The thing is this furnace has been in use for about 13 years with no condensate problems ever. I'm also pretty sure that electric motors don't lose power as they get older. 
Any advice on what to check will be greatly appreciated.

Thanks!

Longhunter1757


----------



## yuri (Nov 29, 2008)

Carefully check the intake pipe outside and inside where it attaches to the burner box. There may be a screen there. I have had leaves, wasp nest etc get sucked in. If the pipe is 1/2 plugged on some units the burner still fires but the velocity thru the heat exchanger increases. This can cause water to get sucked into the ventor fan from the collector box.

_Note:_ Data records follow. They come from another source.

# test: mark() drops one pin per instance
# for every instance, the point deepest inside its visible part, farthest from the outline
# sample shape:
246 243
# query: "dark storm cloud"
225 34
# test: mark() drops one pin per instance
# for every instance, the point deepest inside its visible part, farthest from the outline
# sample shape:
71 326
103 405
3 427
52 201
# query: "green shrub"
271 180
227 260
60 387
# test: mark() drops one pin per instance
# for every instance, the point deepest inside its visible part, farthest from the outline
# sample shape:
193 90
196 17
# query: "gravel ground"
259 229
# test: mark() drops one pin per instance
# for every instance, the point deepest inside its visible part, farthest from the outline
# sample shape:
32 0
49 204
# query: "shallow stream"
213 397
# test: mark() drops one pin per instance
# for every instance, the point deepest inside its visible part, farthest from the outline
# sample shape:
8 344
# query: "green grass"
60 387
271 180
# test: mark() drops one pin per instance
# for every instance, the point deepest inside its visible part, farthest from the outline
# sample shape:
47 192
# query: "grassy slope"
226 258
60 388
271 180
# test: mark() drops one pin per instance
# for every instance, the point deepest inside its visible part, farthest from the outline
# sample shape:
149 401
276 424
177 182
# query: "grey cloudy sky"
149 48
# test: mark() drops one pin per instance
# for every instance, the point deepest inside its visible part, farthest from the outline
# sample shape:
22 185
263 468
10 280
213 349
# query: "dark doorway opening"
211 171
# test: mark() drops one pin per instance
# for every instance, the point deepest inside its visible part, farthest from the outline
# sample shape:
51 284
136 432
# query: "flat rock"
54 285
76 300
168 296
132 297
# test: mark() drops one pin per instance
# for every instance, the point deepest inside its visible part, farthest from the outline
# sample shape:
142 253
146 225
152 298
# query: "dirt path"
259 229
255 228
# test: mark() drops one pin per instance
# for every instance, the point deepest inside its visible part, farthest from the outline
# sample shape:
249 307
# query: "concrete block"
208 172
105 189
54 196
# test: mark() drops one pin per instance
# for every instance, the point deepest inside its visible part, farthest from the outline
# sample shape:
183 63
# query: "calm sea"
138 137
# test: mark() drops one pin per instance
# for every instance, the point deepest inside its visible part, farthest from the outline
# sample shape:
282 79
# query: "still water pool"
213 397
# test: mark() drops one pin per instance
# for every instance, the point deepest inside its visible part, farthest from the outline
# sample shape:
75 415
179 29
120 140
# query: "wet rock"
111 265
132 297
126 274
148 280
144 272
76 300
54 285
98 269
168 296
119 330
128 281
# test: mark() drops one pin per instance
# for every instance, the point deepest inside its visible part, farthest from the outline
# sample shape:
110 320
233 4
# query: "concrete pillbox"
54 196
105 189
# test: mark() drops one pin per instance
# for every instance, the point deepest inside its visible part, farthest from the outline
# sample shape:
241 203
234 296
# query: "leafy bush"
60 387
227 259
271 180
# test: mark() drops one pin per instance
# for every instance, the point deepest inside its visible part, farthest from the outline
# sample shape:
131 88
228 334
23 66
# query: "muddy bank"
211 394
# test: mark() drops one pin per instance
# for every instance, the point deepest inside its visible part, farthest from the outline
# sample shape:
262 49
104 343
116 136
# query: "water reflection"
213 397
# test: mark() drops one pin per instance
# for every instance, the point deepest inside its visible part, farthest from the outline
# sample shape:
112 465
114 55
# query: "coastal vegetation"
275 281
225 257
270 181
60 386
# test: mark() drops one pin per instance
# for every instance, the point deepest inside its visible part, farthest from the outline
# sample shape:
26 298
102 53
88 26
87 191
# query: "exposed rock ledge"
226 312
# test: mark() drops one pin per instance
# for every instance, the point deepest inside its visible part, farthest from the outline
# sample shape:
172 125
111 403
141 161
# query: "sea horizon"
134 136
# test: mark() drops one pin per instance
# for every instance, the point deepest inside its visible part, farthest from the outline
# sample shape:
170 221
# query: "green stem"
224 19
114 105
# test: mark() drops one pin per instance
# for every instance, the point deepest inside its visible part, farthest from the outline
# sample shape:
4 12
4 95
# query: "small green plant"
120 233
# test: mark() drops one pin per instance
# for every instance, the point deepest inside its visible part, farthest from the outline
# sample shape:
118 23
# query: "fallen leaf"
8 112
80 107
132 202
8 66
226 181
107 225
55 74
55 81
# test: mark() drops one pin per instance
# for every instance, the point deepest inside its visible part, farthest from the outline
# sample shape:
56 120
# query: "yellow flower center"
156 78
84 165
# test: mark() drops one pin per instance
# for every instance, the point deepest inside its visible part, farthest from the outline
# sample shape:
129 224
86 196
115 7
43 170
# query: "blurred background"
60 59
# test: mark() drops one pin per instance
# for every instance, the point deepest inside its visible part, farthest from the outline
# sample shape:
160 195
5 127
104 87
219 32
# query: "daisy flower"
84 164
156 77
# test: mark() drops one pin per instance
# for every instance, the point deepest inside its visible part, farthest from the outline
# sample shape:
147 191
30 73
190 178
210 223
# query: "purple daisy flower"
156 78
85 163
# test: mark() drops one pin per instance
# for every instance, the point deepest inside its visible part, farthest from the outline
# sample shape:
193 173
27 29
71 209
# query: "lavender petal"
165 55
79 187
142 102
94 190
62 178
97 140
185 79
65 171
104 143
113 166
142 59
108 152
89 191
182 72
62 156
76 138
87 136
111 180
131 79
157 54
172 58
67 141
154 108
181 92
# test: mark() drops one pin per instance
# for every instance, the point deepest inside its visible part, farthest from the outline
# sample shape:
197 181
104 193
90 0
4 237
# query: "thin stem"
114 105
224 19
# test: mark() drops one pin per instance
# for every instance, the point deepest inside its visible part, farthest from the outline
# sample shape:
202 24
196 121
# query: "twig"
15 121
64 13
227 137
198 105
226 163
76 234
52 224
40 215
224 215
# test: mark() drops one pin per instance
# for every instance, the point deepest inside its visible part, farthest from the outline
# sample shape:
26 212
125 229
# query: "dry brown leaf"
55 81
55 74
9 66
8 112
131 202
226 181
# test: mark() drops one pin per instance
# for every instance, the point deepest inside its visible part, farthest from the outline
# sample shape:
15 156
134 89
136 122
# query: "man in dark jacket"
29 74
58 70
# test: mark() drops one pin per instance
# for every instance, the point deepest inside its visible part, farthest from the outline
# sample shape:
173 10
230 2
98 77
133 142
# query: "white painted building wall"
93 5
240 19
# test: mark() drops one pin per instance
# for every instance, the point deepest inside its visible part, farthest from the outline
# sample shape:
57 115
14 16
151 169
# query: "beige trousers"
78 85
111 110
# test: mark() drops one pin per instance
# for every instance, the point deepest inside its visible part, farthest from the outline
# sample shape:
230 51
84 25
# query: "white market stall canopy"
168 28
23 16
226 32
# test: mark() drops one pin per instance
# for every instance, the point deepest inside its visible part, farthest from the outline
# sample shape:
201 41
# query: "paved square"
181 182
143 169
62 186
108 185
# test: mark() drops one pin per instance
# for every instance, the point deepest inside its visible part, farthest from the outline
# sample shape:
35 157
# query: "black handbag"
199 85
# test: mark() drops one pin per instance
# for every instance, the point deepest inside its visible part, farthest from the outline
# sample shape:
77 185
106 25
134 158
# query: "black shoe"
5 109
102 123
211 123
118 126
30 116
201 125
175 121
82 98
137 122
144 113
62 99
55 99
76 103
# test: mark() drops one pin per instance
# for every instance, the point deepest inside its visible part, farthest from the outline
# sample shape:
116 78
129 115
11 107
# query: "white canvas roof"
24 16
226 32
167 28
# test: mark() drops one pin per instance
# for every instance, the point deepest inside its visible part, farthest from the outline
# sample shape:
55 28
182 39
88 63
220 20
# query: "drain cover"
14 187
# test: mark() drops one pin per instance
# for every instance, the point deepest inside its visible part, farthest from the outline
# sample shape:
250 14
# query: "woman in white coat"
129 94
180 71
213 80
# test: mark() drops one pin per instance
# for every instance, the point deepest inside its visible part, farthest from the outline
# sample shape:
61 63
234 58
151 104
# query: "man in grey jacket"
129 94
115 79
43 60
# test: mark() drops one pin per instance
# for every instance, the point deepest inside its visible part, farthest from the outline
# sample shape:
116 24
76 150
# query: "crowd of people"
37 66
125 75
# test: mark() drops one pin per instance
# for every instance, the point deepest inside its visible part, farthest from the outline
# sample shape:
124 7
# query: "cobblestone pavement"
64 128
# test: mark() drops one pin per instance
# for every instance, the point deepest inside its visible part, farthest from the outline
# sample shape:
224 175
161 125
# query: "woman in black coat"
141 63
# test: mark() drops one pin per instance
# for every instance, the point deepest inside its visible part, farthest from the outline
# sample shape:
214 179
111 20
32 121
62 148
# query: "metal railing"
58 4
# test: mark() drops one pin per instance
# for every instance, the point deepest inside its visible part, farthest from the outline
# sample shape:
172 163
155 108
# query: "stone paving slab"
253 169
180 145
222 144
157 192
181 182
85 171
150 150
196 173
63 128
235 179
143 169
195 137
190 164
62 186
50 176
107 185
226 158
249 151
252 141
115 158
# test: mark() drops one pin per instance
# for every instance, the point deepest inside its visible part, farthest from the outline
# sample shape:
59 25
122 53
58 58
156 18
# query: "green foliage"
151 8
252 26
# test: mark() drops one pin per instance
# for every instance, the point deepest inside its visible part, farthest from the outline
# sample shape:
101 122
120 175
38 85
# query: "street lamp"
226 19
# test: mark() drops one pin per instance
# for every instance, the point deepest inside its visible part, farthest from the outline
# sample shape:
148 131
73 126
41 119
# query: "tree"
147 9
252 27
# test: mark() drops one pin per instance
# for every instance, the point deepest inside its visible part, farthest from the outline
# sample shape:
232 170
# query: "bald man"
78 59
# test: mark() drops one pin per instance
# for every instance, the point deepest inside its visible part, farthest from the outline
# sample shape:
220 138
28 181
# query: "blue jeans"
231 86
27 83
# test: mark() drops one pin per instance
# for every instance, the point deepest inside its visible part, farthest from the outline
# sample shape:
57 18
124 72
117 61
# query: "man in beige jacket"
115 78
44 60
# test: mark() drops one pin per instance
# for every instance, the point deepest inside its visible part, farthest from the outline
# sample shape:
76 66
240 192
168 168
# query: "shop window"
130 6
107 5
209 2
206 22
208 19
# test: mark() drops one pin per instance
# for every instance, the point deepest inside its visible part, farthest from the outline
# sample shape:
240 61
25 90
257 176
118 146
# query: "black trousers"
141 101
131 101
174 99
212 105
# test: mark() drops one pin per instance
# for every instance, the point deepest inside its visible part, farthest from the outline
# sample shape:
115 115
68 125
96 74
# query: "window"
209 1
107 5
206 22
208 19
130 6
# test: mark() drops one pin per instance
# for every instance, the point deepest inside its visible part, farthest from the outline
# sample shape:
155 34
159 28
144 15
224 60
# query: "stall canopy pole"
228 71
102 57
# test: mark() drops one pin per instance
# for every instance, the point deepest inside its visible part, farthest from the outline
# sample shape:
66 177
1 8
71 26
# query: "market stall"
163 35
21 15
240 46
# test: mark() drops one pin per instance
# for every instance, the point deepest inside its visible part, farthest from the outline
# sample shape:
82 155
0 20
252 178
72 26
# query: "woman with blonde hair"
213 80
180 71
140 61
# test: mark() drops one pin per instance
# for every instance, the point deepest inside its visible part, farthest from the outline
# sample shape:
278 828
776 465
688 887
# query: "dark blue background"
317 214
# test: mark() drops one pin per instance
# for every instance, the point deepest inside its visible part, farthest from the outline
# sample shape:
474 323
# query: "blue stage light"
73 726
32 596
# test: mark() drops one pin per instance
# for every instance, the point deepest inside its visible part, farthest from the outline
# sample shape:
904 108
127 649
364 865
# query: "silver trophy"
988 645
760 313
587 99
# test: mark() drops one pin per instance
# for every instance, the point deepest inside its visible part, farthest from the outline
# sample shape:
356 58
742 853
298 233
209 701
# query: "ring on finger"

Happens with the Lennox G26 and G32s.


----------



## longhunter1757 (Oct 25, 2009)

yuri,
Checked the pipes, both are clear. 
Any other suggestions?

The section of pipe the tech told me to drop is only about 12" long. Will this really cause a problem after not having any for so long?

Thanks!

Longhunter1757


----------



## Plumber101 (Feb 25, 2009)

Look at the inducer and to the mounting surface where the inducer mounts towards the bottom corner you should find a rubber type hose. About 1/2" - 5/8" in size

When you remove the hose you may let the water loose. just clean it up

Sometimes the hose will get a slim build up also check the drain tube. I had a drain line that went 15 ft and a blockage was in the first 90


----------



## yuri (Nov 29, 2008)

Post some pics of the front of the furnace, draft inducer and drain from the collector box and furnace. The trap may need to be removed if possible and flushed with hot water and javex. Plus what Plumber said.


----------



## longhunter1757 (Oct 25, 2009)

Going to pull the inducer here as soon as I can. 
I'll try to get pics also.

Thanks!!!

Longhunter1757


----------



## longhunter1757 (Oct 25, 2009)

I Think I got it!

Pulled the blower this morning. Found that when the blower was replaced about 8 years ago the tech used silicone to seal it to the pipe. I removed the sealant and reinstalled the blower and so far (knock on wood) I'm not getting any condenaste in the blower. I'm assuming the silicone had the drain partially blocked, at least that's what I'm hoping. 

Thanks for the help gentlemen!!!!!!!!!!!!!!!!!!!

Longhunter1757


----------